Then he would press the toilet handle. The clear cool waters would gush with a throttling roar down the tile throat. At the very last moment, he would drop his secret note into the vanishing river. The waters would cease flowing. All would be quiet. The note was gone. He would stand for a moment thinking, It’s going on down to the sea, now, way on down to the sea. And then he would go to bed. I wonder if she’s reading it now, he thought, lying there. I wonder if she is.

OVER, OVER, OVER, OVER, OVER, OVER, OVER, OVER!

IN CHILDHOOD HE saw the yellow rubber ball flung over the topmost slats of the house, pause against the Illinois summer sky and come dribbling down the opposite side, while the children sang.

“Over, over, over! Over, Annie, over!”

Sometimes it sounded like a person calling a dog.

“Rover, rover, rover!” they cried. “Rover, any Rover?”

On the moist green lawn at seven in the evening when the distant clatter of dishes told of mother cleansing them in the house, as shadows were spread like carpets for them to sit on, they began to play the game.

“Pick a word?” asked Hilda, flopping her buttery coils of hair. “Umm.” She squinched her nose until the freckles were lost. “How about ‘storm’?”

The seven other children digested the word. They looked at each other with questions in their shadowsy eyes. “Yes,” someone said. “Yes,” everyone agreed. “Let’s try storm.”

“Storm, storm, storm, storm, storm, storm!” they cried. “Storm, storm, storm, storm, storm, storm, storm, storm, storm!”

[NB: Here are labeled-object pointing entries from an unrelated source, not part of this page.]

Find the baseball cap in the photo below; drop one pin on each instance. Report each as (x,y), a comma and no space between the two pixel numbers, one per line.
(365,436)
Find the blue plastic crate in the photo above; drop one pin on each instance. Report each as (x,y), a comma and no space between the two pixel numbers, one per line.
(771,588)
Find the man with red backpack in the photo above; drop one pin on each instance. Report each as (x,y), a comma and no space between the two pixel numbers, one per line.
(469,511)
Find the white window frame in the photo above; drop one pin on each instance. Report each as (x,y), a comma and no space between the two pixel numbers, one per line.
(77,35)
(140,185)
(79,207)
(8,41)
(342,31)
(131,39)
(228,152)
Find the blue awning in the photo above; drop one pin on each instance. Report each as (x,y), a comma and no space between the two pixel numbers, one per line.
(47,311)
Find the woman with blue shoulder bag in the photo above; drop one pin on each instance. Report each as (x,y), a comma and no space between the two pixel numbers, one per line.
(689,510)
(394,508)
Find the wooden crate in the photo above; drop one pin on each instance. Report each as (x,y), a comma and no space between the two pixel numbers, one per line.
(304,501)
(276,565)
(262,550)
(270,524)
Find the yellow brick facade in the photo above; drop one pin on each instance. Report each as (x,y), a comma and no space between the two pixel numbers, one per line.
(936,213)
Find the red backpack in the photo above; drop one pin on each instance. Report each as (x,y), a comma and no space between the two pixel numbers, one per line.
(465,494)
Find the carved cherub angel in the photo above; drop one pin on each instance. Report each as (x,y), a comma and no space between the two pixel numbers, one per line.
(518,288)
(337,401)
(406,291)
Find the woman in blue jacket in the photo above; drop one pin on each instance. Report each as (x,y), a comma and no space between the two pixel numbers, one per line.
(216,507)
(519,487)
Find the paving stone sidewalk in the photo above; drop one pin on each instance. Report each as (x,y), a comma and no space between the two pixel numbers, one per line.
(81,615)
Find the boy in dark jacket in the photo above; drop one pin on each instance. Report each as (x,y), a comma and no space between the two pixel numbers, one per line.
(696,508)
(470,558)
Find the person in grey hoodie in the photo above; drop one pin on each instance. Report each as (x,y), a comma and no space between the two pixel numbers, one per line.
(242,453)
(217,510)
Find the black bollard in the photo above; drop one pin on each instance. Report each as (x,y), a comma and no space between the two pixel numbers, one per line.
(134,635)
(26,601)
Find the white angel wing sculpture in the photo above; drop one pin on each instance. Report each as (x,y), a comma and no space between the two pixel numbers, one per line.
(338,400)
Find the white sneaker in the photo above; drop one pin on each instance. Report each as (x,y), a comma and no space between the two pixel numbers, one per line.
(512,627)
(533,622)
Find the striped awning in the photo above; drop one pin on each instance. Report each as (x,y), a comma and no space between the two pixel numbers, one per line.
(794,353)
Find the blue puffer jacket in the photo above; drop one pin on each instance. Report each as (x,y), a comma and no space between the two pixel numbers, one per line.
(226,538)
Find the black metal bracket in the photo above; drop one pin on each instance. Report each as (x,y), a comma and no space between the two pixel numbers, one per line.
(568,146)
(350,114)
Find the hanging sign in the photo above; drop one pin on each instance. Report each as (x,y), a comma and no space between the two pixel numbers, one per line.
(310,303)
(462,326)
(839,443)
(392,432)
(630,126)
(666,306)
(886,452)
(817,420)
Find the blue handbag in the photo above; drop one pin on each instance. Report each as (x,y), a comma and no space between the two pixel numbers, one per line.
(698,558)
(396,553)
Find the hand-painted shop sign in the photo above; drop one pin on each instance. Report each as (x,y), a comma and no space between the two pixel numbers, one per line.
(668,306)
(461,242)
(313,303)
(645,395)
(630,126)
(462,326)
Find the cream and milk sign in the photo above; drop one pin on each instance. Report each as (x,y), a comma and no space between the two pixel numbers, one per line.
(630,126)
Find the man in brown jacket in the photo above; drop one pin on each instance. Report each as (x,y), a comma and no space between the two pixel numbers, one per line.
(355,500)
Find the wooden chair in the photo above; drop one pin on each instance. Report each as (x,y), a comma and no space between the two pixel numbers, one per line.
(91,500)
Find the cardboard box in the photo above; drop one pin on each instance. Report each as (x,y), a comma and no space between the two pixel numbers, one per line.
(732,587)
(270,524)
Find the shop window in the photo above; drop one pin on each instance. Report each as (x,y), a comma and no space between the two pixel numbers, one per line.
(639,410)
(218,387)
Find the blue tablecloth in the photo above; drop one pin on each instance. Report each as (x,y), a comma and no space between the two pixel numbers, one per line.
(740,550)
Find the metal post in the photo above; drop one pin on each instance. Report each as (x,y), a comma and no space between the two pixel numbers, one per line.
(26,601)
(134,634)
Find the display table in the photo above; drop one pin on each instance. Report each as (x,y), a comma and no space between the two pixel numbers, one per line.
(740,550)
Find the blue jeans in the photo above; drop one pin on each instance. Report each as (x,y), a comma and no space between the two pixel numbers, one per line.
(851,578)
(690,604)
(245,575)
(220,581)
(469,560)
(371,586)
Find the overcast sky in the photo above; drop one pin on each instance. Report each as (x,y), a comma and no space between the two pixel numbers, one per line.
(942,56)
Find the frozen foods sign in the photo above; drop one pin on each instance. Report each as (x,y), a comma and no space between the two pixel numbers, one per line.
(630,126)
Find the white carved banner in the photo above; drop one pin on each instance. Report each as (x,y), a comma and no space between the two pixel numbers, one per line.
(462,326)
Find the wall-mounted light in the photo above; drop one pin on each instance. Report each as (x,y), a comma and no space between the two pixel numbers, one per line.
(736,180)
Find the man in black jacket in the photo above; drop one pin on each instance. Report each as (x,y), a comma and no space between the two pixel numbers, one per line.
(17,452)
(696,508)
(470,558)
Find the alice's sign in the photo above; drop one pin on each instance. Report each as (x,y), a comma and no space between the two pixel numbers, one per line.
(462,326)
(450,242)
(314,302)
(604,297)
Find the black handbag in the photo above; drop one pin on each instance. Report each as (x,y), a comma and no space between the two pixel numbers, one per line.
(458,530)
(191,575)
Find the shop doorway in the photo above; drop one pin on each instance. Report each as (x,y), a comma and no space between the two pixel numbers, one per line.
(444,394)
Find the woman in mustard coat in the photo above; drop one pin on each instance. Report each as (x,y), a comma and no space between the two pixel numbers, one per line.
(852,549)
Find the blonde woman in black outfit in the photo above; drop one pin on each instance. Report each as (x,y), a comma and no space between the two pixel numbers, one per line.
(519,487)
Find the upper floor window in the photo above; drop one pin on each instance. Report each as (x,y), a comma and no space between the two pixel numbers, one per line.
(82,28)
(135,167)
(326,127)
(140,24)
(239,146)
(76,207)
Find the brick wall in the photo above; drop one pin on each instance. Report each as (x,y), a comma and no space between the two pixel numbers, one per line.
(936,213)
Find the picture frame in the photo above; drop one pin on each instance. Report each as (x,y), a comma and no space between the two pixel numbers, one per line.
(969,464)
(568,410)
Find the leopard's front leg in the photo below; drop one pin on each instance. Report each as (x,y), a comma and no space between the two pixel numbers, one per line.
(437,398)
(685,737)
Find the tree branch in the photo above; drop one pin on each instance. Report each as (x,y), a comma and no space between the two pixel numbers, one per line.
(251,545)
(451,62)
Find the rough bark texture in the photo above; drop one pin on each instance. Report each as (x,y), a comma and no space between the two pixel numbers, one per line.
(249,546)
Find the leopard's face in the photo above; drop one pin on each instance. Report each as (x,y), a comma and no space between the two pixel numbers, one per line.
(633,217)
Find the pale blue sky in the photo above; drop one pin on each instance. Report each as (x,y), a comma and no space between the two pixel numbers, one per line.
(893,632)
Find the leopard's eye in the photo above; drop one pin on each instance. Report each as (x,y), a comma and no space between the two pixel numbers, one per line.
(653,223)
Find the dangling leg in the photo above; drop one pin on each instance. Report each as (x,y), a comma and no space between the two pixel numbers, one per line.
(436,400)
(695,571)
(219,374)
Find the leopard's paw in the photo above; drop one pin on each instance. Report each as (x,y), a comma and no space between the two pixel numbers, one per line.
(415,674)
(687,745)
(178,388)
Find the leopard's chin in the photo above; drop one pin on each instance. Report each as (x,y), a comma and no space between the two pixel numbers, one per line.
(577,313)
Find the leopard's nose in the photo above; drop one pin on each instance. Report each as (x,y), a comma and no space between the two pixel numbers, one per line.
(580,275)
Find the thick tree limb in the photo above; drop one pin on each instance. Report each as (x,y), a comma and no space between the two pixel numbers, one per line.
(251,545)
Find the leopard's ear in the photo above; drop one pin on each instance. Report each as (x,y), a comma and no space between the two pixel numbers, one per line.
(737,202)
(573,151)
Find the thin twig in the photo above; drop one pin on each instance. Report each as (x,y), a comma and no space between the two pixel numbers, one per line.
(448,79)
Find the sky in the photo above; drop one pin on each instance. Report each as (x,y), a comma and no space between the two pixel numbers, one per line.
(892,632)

Then they stopped abruptly, withheld their mirth a moment and one of them said, “What does that mean? Storm? Is it a word? It sounds so queer. That isn’t a word at all!”

THE RPOJECTOR

HE HAD THIS small motion picture projector hidden in his head and when he went to bed at night he ran films from the time the lights went out until his eyes closed and he could no longer see the oblong on the wall full of witches and castles and monsters and misty seas. He ran the films every night for years and nobody knew how talented he was. He never told a soul about his magnificent ability. It was better that way.

THE PEOPLE WITH SEVEN ARMS

“IT CAME LATE,” said Grandfather. “For Tom. It started early for you and it’s still going on. Discovering things, looking at things, smelling, sniffing, tasting things. Hearing things. It should never stop. It stops for most people, but they shouldn’t let it. Don’t let it. Keep it up all your life. I do. I do keep it up every day. Like with the lawn, and the dandelion wine. See, hear, feel, touch, smell, know, and you love. Put out your hands. God gave you seven. Your two regular ones, plus nose, mouth, eyes, ears, skin.

“When you stop knowing you stop loving and when you stop loving you’re not living, and when you’re not living, Douglas boy, you might as well be dead.”

A SERIOUS DISCUSSION (or EVIL IN THE WORLD)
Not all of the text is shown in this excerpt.